Just as zeitgeisty are obese people on mobility scooters wearing tracksuits. The quintessential sight of modern Britain, it should be put on postcards together with jolly policemen carrying Heckler & Koch rifles, Olympic stadiums with built-in obsolescence and looters trying on clothes.
I was having difficulty getting the organisers of a literary festival to book me a hotel room I could smoke in. The saga went on for some time, until I spluttered over the phone: “Why can’t you just call round the local hotels and find me one?” There was a silence, then my interlocutor said, “Well, you see, we don’t actually book the hotel rooms. It’s done by another company.” A vision of interlocking private enterprises as complex as a medieval mosaic sprang to my mind: once it would’ve been another department that was responsible, but now it’s the Hidden Hand of the Market that’s afflicted with paralysis.
In Boots, the poor pedant in front of me at the till engaged in a lengthy debate with the shop assistant: “Don’t you see,” she was complaining as I tuned in, “on this 25 per cent off voucher it says that it’s valid with transactions over £40, and these two items I’m buying cost £46 altogether.” The shop assistant shook her head wearily. “No,” she rejoined, “the voucher is only valid if one of the items you’re buying costs more than £40.” “But,” said the customer, “that’s not what ‘transaction’ means – a transaction is a single act of purchasing, no matter how many individual items are involved, that’s the dictionary definition.” I wandered to another till – when someone appeals to the dictionary in Boots, hysteria is surely in the offing.
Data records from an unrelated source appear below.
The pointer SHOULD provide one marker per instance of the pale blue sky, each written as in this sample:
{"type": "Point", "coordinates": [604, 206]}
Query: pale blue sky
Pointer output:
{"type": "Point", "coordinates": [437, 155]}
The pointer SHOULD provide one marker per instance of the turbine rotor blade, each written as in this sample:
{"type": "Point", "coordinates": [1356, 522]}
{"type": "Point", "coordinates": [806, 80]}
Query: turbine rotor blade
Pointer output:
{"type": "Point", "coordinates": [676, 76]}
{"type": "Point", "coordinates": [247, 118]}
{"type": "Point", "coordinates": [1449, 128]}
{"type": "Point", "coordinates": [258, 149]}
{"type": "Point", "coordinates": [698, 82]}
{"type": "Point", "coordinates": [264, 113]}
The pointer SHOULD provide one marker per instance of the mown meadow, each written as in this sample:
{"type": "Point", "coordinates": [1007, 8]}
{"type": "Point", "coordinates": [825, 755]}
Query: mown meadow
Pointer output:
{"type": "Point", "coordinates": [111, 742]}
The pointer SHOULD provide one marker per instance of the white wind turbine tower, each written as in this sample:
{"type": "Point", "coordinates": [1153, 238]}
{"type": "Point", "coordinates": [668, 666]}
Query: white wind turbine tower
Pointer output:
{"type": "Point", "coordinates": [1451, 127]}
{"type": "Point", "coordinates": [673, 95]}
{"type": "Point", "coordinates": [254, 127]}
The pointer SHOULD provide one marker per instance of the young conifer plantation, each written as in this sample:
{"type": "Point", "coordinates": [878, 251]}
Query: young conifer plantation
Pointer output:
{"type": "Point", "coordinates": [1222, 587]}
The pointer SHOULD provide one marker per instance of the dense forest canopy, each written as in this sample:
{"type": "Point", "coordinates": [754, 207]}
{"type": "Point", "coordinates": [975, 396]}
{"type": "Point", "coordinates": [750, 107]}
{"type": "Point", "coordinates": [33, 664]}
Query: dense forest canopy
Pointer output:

Mind you, at least you could, in principle, consult a dictionary in Boots, because it has bright strip-lighting. Not so in the corporate hotels that litter the arterial byways of our land. I stayed in three last week and in not one of them was the bedside reading lamp worthy of the name. At one, I managed to contrive enough illumination by removing the shade, but mostly I had to adopt rather disturbing – and lewd – postures in order decipher print. Perhaps no one reads in hotel rooms any more, in which case you should find a talking book of the Bible in the bedside table, shouted out by Brian Blessed.
And so, finally, to Gloucester, from where I had to take a minicab to Cheltenham. “Montpellier Gardens,” I said to the driver. “Hmm,” he hmmed, puzzled, “I’m not altogether sure of that location.” I observed that it was probably near the town hall, and he said, “You’re probably right,” I said I had hoped he had a more reliable mental map of the environs than me, given that he was the local, and he said petulantly: “But it’s not local, is it, it’s Cheltenham.” I pointed out that this was hardly Ulan Bator, and besides he had a satnav to assist him. “Ah, but you see,” he said, his tone suggesting that this was the clincher, “they’re always putting up new estates and that in Cheltenham.” Such intense parochialism was at once deranging – and quite comforting. I sat back to enjoy the ride along the A road into the unknown.